When did you first develop an interest in Slavic, East European and Eurasian Studies?

I began college as a math major, but after taking a course on European history, I became fascinated with the Russian Revolution. I wondered how an event that seemed to promise liberation and equality resulted instead in a Stalinist dictatorship. In graduate school, I continued to view Soviet history as the “Great Socialist Experiment,” and sought to understand where it went wrong. What was to blame for Stalinism—socialist ideology, Russian authoritarian traditions, Stalin’s personality? None of these explanations seemed satisfactory, and for my dissertation I chose a social history topic, the massive migration of peasants to Soviet cities in the 1930s. Was it possible that peasant patriarchalism provided a social basis for Stalinism? My research contradicted this supposition. As I described in my book, Peasant Metropolis: Social Identities in Moscow, 1929-1941 (Cornell University Press, 1994), new urban dwellers repeatedly frustrated Soviet authorities’ efforts to mold and control them.

How have your interests changed since then?

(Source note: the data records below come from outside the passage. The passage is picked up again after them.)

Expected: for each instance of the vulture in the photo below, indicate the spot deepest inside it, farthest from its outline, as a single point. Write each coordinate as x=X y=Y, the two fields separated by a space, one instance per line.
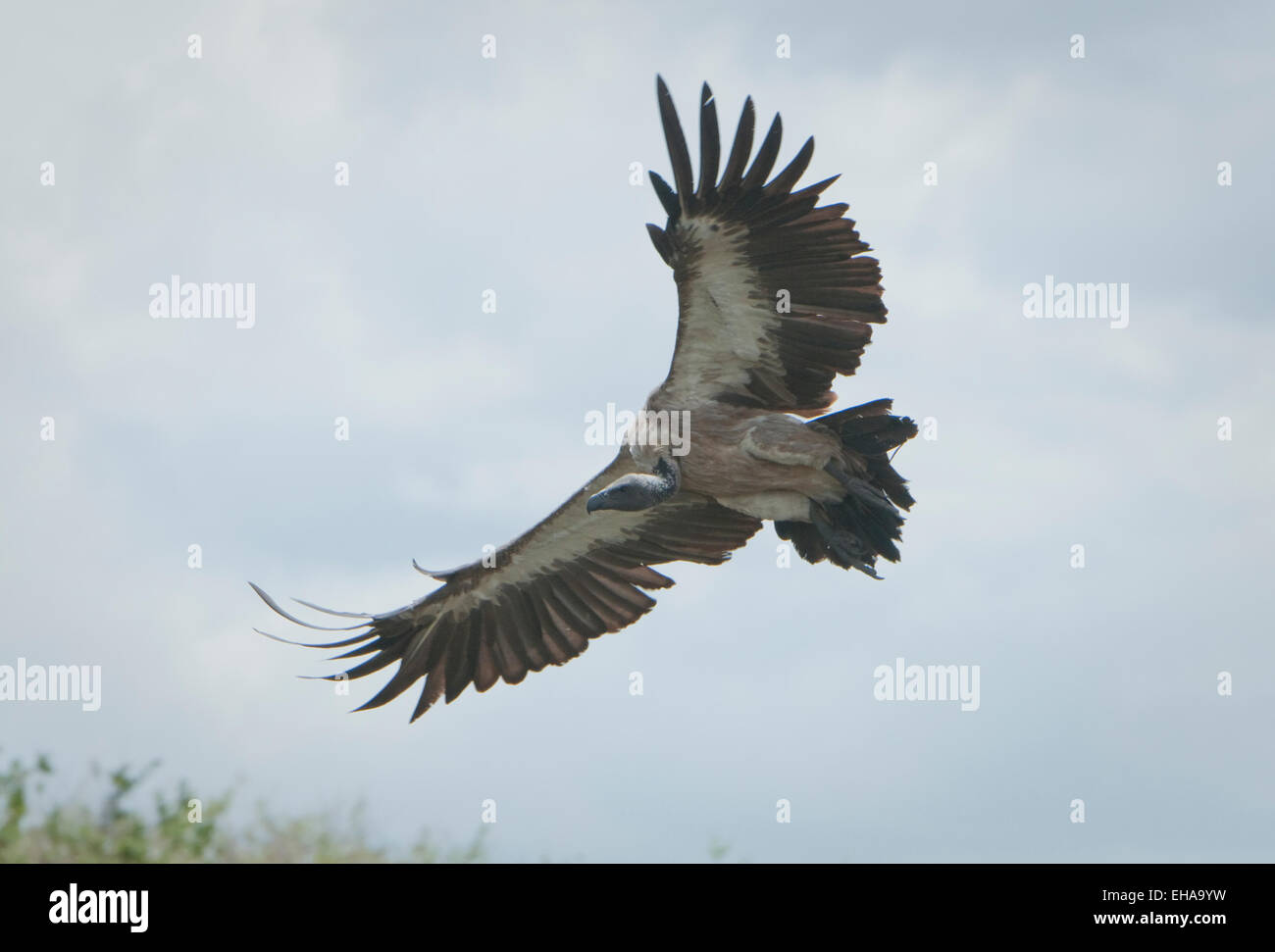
x=776 y=298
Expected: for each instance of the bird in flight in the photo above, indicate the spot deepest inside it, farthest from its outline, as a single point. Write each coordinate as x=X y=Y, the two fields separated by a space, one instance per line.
x=776 y=300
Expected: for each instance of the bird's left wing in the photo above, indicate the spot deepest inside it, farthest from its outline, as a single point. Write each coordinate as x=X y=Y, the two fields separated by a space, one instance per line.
x=538 y=599
x=774 y=294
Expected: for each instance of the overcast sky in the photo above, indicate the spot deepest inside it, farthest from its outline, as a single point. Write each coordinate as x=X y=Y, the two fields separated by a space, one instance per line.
x=511 y=174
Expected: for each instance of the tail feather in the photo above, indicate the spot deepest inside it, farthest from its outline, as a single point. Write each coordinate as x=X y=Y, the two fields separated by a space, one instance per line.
x=866 y=523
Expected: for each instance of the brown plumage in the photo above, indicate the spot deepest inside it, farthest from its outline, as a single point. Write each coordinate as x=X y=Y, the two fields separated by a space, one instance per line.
x=776 y=300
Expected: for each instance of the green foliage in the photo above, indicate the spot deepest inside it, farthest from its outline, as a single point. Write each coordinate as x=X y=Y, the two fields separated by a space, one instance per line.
x=181 y=828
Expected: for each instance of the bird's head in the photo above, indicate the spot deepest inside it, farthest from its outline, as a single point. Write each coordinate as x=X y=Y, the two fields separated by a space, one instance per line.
x=638 y=491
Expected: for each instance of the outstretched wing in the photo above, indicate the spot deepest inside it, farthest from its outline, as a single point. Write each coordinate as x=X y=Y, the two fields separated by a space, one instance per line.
x=774 y=294
x=573 y=577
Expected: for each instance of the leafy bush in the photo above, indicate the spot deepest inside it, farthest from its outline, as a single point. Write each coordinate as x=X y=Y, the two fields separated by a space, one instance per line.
x=182 y=828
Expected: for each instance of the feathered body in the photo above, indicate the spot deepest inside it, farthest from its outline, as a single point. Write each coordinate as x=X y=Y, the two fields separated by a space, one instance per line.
x=776 y=300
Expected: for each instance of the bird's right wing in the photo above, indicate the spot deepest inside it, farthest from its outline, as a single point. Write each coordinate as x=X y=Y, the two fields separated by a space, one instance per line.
x=538 y=599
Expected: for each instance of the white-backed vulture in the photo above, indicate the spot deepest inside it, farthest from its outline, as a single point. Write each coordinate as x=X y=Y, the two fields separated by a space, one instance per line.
x=776 y=300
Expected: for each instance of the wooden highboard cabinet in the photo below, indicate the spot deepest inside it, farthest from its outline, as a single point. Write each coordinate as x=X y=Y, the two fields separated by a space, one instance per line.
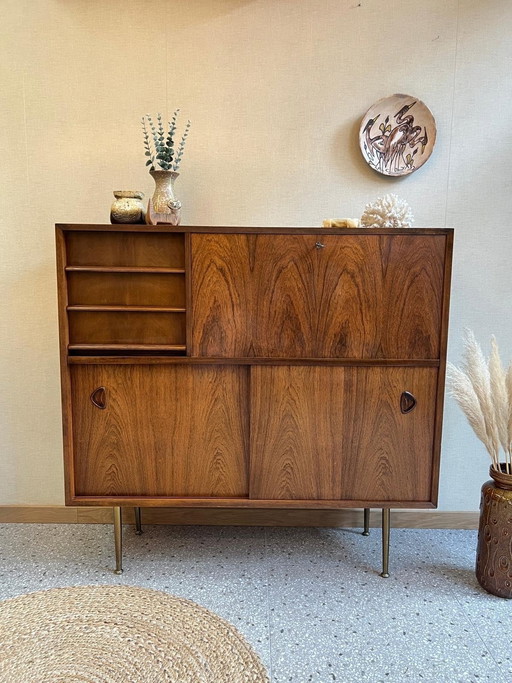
x=252 y=367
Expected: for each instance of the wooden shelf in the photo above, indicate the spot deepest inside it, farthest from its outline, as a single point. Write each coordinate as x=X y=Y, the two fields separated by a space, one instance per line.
x=125 y=309
x=124 y=269
x=127 y=347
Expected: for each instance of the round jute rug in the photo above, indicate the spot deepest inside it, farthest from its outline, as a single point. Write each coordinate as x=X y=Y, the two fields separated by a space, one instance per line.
x=119 y=634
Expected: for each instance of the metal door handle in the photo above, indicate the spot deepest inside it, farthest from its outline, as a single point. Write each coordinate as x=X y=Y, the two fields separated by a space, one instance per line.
x=407 y=402
x=99 y=398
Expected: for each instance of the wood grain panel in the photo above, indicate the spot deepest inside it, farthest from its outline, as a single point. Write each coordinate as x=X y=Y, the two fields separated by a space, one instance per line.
x=125 y=249
x=128 y=289
x=296 y=432
x=221 y=292
x=87 y=327
x=412 y=295
x=350 y=296
x=284 y=296
x=166 y=431
x=390 y=453
x=348 y=285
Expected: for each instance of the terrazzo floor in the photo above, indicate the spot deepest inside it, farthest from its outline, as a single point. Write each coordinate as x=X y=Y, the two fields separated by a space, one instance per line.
x=310 y=601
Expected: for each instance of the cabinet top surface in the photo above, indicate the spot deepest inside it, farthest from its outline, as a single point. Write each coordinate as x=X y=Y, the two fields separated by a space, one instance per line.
x=252 y=230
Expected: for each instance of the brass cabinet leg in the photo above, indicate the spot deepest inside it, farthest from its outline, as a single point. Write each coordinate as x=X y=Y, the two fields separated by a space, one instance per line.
x=366 y=531
x=138 y=523
x=386 y=516
x=118 y=539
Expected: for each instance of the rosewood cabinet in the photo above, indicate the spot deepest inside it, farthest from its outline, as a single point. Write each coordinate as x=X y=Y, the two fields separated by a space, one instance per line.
x=252 y=367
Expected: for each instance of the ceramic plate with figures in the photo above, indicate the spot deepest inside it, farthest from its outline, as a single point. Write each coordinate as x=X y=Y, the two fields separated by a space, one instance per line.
x=397 y=135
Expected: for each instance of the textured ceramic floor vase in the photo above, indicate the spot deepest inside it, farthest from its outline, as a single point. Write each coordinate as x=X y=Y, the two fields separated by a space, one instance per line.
x=128 y=207
x=494 y=551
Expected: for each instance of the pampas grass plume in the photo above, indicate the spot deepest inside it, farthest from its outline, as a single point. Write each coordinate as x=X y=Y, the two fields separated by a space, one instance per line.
x=484 y=392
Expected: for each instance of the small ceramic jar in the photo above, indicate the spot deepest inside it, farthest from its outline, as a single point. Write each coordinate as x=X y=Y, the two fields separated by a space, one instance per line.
x=128 y=207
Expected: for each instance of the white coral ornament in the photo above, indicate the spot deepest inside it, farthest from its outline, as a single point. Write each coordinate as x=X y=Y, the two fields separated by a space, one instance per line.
x=387 y=212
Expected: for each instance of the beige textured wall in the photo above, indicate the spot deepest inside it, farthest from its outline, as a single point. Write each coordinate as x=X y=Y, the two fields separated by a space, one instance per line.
x=275 y=90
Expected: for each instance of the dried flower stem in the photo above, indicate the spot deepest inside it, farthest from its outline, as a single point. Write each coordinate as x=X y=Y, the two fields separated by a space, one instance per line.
x=484 y=392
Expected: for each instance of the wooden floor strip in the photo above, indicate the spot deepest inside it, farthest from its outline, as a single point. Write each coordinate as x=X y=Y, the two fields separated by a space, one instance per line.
x=413 y=519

Eventually I concluded that, “What went wrong with the Great Socialist Experiment?” was a Cold-War era question best left behind. While the Soviet system can be considered one variant of socialism, it contained many elements common to other modern political systems. When working on my book, Stalinist Values: The Cultural Norms of Soviet Modernity, 1917-1941 (Cornell University Press, 2003), I was struck by the similarities between Stalinist reproductive policies and those in other countries during the interwar period. I began to see Soviet pronatalism as one particular manifestation of an international trend toward state attempts to manage reproduction. hoffman
In Cultivating the Masses: Modern State Practices and Soviet Socialism, 1914-1939 (Cornell University Press, 2011), I placed not only reproductive policies but Soviet welfare provision, public health, surveillance, and state violence in an international context. While I did not argue that the Soviet case was typical, or even a logical extreme, of the more general phenomenon of state interventionism, I came to see it as an integral part of world history. Through such an approach I sought to understand Soviet history not as a cautionary tale about socialism. Instead I argued that the Soviet system represented one particular response to the modern era – especially the challenges of mobilizing the population for industrial labor and mass warfare. 

What is your current research project?

I am writing a book entitled The Stalinist Era for the Cambridge University Press series, “New Approaches to European History.”

What do you value about your ASEEES membership?

Above all, I value the annual conference put on by the ASEEES. It provides an opportunity to present research and to learn about exciting new work in the field. I spend most of my time at the conference going from one panel to another, and I always learn things that help both my teaching and my research. The conference also gives me a chance to meet people in the field. There are many scholars whose written work I have admired but whom I never would have met were it not for the conference. Perhaps most importantly, the annual meeting lets me see friends from graduate school and from the IREX exchange. These friends are now scattered across the country, so the ASEEES conference is my only opportunity to see them regularly.

Besides your professional work, what other interests and/or hobbies do you enjoy?

I spend all my free time with my daughter and son. I have always loved to travel, not only to Russia and Eastern Europe but to other parts of the world as well. When my children were very young, it was too difficult to travel. Now that they are old enough, I have begun taking them on international trips each summer.